“Seu Varte”
“Seu
Varte”
O
ano era 1967. Um ex-colega de classe do Colégio Comercial Riachuelo,
convidara-me para dividir um quarto com ele, num apartamento em um
prédio construído, aparentemente, nos anos quarenta e poucos. Era
um prédio que tinha um único andar, acima do térreo, na Rua dos
Italianos, esquina com a Rua Silva Pinto, no Bom Retiro, em São
Paulo. Esse ex-colega, hoje médico e amigo, já morava lá. Os donos
do apartamento, eram dois idosos(na época, velhos): seu Eduardo e
dona Iná. A dona Iná tratava meu ex-colega, Walter, por “seu
Varte”. Ela dava mais atenção a ele e o tratava como responsável
por minha admissão como inquilino. Qualquer observação sobre meu
comportamento e disciplina, era o “seu Varte” que me transmitia
as mensagens dela. Por exemplo: ela me pegava no pé,
“indiretamente”, sobre as descargas do vaso sanitário; achava
que eu esquecia de acionar a descarga quando fazia xixi, ou então os
cuidados que eu deveria ter com a válvula que regulava a temperatura
do chuveiro, que era a gás. A partir de meu conhecimento daquelas
advertências eu me corrigia. Eu tinha vinte e um anos e o Walter,
mais novo que eu; não me lembro quantos anos. Pelo fato de eu ser
nordestino, há pouco mais de um ano em São Paulo, a dona Iná
entendia que eu não era civilizado, era um matuto do interior da
Paraíba, embora eu já tivesse morado em uma cidade grande que fora
em Recife. O marido de dona Iná, seu
Eduardo, era um senhor muito educado, um gentleman, enquanto
ela era uma caipirona de um sotaque bem interiorano, tinha um jeitão
meio de portuguesa, no corpo, e até notava-se um pequeno bigode. Seu
Eduardo quase sempre tinha um jornal em mãos, enquanto ela ouvia as
fofocas no rádio e na TV branco e preto. Com o tempo furei o
bloqueio e comecei a conversar mais com ela. Ela começou a contar
algumas histórias e foi ganhando confiança em mim. Às vezes falava
cochichando e pedia que eu guardasse segredo. Passei muitas vezes
pelo corredor, antes de entrar no quarto, sem fazer barulho, para ela
não me ver, porque a conversa demorava.
O
Bom Retiro, onde fica o endereço acima, era um bairro comercial.

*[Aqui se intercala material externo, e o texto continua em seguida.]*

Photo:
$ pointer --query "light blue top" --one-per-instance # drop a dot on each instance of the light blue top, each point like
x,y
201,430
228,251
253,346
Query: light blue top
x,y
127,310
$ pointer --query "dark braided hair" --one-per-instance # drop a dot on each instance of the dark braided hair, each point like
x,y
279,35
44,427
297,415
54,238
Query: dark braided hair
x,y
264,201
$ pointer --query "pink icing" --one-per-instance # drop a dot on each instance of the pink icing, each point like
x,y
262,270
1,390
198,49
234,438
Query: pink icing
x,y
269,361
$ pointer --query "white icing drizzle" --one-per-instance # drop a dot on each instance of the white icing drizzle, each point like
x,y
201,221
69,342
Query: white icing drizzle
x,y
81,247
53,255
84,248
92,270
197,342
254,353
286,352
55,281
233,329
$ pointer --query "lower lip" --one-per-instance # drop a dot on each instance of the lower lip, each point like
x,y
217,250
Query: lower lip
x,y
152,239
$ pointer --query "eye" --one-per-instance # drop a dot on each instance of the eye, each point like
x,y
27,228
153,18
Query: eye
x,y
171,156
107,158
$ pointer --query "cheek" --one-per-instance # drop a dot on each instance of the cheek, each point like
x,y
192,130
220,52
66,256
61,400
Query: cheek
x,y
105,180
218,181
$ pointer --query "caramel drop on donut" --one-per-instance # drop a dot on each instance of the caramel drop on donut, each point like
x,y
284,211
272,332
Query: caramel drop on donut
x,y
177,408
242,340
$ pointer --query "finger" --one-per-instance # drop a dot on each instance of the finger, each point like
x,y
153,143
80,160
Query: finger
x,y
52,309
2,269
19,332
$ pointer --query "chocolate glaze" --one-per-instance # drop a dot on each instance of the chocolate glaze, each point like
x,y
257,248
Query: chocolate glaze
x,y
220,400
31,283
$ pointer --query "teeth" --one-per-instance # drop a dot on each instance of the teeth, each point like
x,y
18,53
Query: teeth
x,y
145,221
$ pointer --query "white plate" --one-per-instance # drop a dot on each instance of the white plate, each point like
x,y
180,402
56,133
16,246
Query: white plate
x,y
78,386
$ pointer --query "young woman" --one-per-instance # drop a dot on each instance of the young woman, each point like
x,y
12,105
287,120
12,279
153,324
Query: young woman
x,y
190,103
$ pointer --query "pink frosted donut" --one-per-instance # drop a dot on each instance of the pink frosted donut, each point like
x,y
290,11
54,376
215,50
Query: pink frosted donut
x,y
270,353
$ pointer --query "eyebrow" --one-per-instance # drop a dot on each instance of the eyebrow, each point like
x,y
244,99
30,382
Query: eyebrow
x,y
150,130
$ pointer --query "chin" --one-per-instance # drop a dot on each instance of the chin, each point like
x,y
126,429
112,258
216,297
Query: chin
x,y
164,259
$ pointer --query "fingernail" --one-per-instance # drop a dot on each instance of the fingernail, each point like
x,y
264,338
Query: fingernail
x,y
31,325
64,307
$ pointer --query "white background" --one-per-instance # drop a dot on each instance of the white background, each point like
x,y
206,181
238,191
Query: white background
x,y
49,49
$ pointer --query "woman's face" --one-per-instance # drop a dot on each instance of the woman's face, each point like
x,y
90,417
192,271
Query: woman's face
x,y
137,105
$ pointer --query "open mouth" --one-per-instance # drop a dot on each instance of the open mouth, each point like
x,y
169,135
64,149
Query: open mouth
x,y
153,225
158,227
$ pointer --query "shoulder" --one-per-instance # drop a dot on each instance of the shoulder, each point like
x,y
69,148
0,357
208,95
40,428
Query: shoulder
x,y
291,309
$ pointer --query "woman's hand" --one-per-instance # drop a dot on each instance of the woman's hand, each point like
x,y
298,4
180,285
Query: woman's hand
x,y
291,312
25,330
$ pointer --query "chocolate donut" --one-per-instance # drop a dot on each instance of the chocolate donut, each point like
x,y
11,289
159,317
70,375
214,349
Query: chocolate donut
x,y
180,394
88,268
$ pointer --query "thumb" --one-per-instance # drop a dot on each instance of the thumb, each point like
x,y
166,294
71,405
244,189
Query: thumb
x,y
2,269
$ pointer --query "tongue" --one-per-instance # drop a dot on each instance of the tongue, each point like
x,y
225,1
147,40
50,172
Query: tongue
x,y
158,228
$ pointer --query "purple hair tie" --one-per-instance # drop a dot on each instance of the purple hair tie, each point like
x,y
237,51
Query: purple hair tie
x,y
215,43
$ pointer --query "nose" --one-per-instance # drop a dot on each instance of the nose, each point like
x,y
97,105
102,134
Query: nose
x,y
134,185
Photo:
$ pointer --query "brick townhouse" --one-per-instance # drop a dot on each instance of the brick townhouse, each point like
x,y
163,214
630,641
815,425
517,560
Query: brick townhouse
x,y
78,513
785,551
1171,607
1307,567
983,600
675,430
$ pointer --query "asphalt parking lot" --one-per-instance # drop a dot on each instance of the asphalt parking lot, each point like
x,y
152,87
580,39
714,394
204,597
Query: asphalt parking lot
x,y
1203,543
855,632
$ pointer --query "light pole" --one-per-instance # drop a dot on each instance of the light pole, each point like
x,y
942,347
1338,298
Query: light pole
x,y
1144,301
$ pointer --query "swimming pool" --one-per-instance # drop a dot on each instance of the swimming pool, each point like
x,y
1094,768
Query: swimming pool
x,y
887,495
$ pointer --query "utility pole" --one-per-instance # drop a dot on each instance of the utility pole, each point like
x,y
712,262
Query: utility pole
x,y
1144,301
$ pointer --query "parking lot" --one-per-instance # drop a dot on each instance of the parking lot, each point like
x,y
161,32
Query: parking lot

Ruas cheias de lojas e indústrias têxteis, de propriedade de judeus
e árabes; os chineses quase acabaram com essas atividades. Era um
bairro tranqüilo, principalmente aos Domingos, de um silêncio que
beirava o de um sepulcro. Não ouvia-se falar em assaltante mas sim
em ladrão, o que aos dias de hoje, era quase inofensivo, até
romântico. Podia-se andar por suas ruas de madrugada, sem nenhuma
conseqüência desastrosa.
Costumava
ver o seu Eduardo, saindo do quarto, entrando no corredor, em direção
a cozinha, de roupão sobre o pijamas; dona Iná também de pijamas e
uma malha sobre os ombros, já havia preparado o café da manhã.
Desinformada
sobre o Nordeste, dona Iná, com freqüência me perguntava: “lá
em sua terra tem isso?” Ou então, “como fazem isso lá?”
O
seu Eduardo raramente perguntava, fazia comentários e afirmações:
“li no jornal que a seca está muito forte este ano, em seu
Estado.”
O
quarto tinha duas camas, um armário para guardar nossas roupas e uma
janela tipo guilhotina, que debruçava-se sobre as duas ruas.
Aos
Domingos a tarde torcíamos para sermos convidados para ver o
programa “Jovem Guarda”, na casa de um colega de classe, na mesma
Rua dos Italianos, o Millan Weiss, filho de imigrantes do Leste europeu. Além de vermos o show, a mãe dele
preparava um bom lanche para nós.
Depois
desse endereço, mudamos para um apartamento, em um prédio de uns
quatro andares, na própria a Rua Silva Pinto; daquela citada janela
nós víamos o prédio a esquerda. Mas aí é outra história.